About one in three internet users today are children. In South Africa, where just over half of the population are connected, this means approximately 20% of our online population could be under the age of 18 years old. What are we doing to protect their digital futures – especially in contexts where other basic needs are yet to be met?
Although access to the internet has repeatedly been recognised as a human right, the children that are online today are typically viewed as the lucky ones. They are the ones whose parents or guardians can afford devices and data that allow them to do continue their schooling at a time when COVID-19 has closed many a school or many an alternative access point. But as many of us know all too well, even with access, the pandemic has interrupted many an education and curtailed many an opportunity.
This is at least partly why safeguarding children’s digital futures is becoming increasingly important.
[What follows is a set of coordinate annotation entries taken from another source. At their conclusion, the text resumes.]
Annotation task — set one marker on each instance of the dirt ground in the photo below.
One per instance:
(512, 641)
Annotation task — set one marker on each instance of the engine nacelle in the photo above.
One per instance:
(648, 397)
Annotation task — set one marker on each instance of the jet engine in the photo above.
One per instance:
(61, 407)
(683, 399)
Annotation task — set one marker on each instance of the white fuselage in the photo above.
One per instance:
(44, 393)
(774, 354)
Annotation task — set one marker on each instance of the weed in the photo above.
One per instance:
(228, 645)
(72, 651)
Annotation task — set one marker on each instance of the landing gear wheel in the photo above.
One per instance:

In a world where everything is increasingly moving online – where everything from dolls to dice are being digitised – children can scarcely afford to lack access and the skills and capacities needed to benefit from the opportunities that technologies may proffer for their futures. At the same time, as was recommended in a study conducted in South Africa in 2016 by Global Kids Online, policymakers need to be better prepared to ensure that children can have safe, equitable, diverse, inclusive and meaningful access to technology-related opportunities – while also mitigating the risks that accompany these opportunities.
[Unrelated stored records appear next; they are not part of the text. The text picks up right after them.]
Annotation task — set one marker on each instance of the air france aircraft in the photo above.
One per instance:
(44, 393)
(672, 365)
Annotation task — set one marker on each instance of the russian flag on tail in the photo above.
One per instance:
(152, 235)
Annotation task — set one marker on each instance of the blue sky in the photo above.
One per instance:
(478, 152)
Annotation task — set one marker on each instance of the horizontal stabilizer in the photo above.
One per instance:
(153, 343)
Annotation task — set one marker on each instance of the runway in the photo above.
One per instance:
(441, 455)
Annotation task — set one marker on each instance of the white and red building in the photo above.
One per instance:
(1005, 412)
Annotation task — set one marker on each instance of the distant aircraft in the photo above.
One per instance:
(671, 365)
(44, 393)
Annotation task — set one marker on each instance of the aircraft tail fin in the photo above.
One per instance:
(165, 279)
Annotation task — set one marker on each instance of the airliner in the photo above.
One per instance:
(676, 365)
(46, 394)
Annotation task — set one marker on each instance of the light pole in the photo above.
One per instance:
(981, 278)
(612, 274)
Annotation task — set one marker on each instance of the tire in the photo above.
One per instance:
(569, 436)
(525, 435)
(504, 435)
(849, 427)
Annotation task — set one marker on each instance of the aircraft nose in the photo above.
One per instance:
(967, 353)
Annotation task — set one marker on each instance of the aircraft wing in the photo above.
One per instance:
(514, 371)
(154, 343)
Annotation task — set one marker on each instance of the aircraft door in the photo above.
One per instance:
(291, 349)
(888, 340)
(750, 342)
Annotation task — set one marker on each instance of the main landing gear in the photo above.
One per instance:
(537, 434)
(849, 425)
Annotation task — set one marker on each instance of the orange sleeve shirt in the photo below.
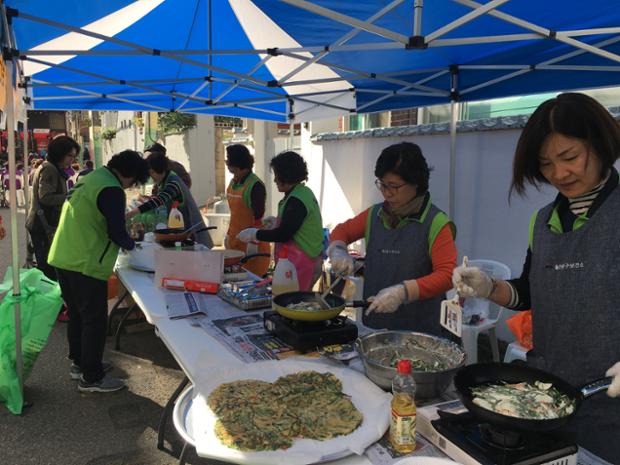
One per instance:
(443, 254)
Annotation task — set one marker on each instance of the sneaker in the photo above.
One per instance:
(75, 372)
(105, 384)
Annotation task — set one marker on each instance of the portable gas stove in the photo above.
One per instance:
(464, 438)
(306, 335)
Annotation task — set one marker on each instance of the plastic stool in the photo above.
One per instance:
(515, 351)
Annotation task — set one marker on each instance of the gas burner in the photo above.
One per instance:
(467, 440)
(307, 335)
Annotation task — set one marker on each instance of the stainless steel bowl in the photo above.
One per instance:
(376, 351)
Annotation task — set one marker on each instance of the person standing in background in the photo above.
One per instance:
(88, 167)
(90, 232)
(299, 225)
(173, 165)
(49, 190)
(246, 195)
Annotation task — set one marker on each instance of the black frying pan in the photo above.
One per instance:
(496, 373)
(336, 304)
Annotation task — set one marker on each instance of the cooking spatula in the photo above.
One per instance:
(451, 312)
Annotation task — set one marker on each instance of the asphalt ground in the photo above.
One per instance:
(64, 427)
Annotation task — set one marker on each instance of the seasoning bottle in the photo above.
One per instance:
(284, 275)
(175, 218)
(403, 417)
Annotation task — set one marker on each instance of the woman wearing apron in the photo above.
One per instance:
(170, 188)
(246, 196)
(410, 250)
(299, 225)
(571, 272)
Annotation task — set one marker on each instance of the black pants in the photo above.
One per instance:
(41, 244)
(87, 305)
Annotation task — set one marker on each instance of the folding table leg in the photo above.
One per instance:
(161, 431)
(117, 336)
(182, 457)
(115, 308)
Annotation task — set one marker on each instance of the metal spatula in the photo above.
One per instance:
(451, 312)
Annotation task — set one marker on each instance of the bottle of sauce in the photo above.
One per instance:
(175, 218)
(403, 418)
(284, 275)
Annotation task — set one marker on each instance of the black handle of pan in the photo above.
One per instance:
(252, 255)
(594, 387)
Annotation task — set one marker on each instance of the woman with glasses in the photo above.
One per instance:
(571, 272)
(410, 250)
(299, 225)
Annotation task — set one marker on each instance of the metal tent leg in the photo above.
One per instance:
(161, 431)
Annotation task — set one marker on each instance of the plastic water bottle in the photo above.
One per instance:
(403, 418)
(284, 275)
(175, 218)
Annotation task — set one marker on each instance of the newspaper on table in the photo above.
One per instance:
(185, 304)
(247, 338)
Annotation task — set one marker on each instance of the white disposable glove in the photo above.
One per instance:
(270, 222)
(342, 263)
(389, 299)
(247, 235)
(251, 248)
(470, 281)
(614, 389)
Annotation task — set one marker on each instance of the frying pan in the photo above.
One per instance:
(178, 234)
(496, 373)
(336, 305)
(238, 257)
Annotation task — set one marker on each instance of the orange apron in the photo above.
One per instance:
(241, 217)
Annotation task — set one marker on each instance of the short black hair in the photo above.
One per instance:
(59, 147)
(158, 162)
(405, 160)
(573, 115)
(156, 147)
(239, 156)
(289, 167)
(130, 164)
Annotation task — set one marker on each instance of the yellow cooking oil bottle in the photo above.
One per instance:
(175, 218)
(402, 420)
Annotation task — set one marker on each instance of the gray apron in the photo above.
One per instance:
(191, 212)
(395, 255)
(575, 292)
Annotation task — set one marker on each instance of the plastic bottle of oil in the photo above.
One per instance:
(175, 218)
(403, 418)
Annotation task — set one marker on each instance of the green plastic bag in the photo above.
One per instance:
(40, 302)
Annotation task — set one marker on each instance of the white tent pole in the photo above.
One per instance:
(26, 164)
(454, 108)
(10, 130)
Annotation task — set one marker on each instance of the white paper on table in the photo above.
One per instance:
(369, 399)
(197, 265)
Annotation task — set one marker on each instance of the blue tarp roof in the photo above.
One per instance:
(519, 47)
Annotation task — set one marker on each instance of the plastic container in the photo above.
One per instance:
(284, 275)
(403, 415)
(175, 218)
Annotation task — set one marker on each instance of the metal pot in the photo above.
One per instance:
(375, 351)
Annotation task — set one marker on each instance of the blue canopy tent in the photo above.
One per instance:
(297, 60)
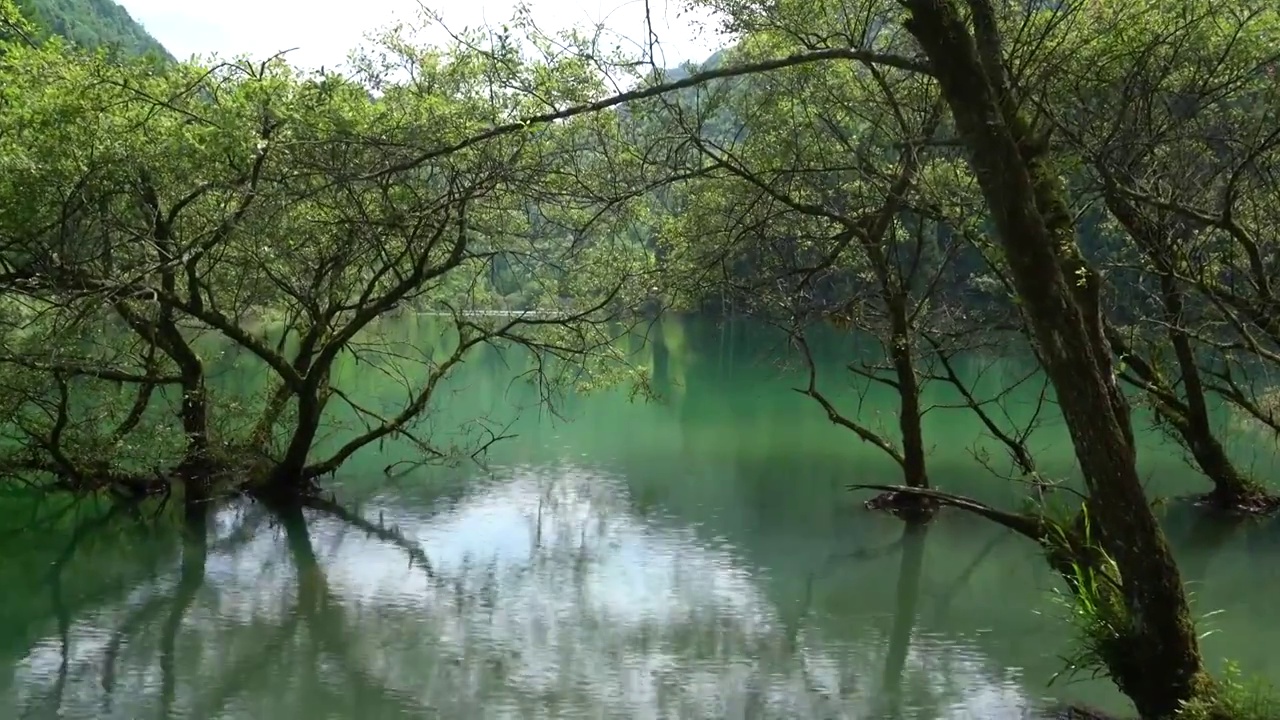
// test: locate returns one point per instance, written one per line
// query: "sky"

Earlier this month, a significant step was taken in doing so when the United Nations (UN) Committee on the Rights of the Child adopted General Comment 25 on children’s rights in relation to the digital environment (the final text is yet to be published, but details about the consultation and processes that led to the adoption are available online). As Professor Sonia Livingstone from the London School of Economics and Political Science (one of the lead drafters of the General Comment) explained:
"In relation to the digital environment, it’s a game changer. The General Comment will land on the desk of every government in the world. It clarifies what the digital environment means for children’s civil rights and freedoms, their rights to privacy, non-discrimination, protection, education, play and more. It also explains why States and other duty bearers must act and, within the limits of 10,700 words, how they should act."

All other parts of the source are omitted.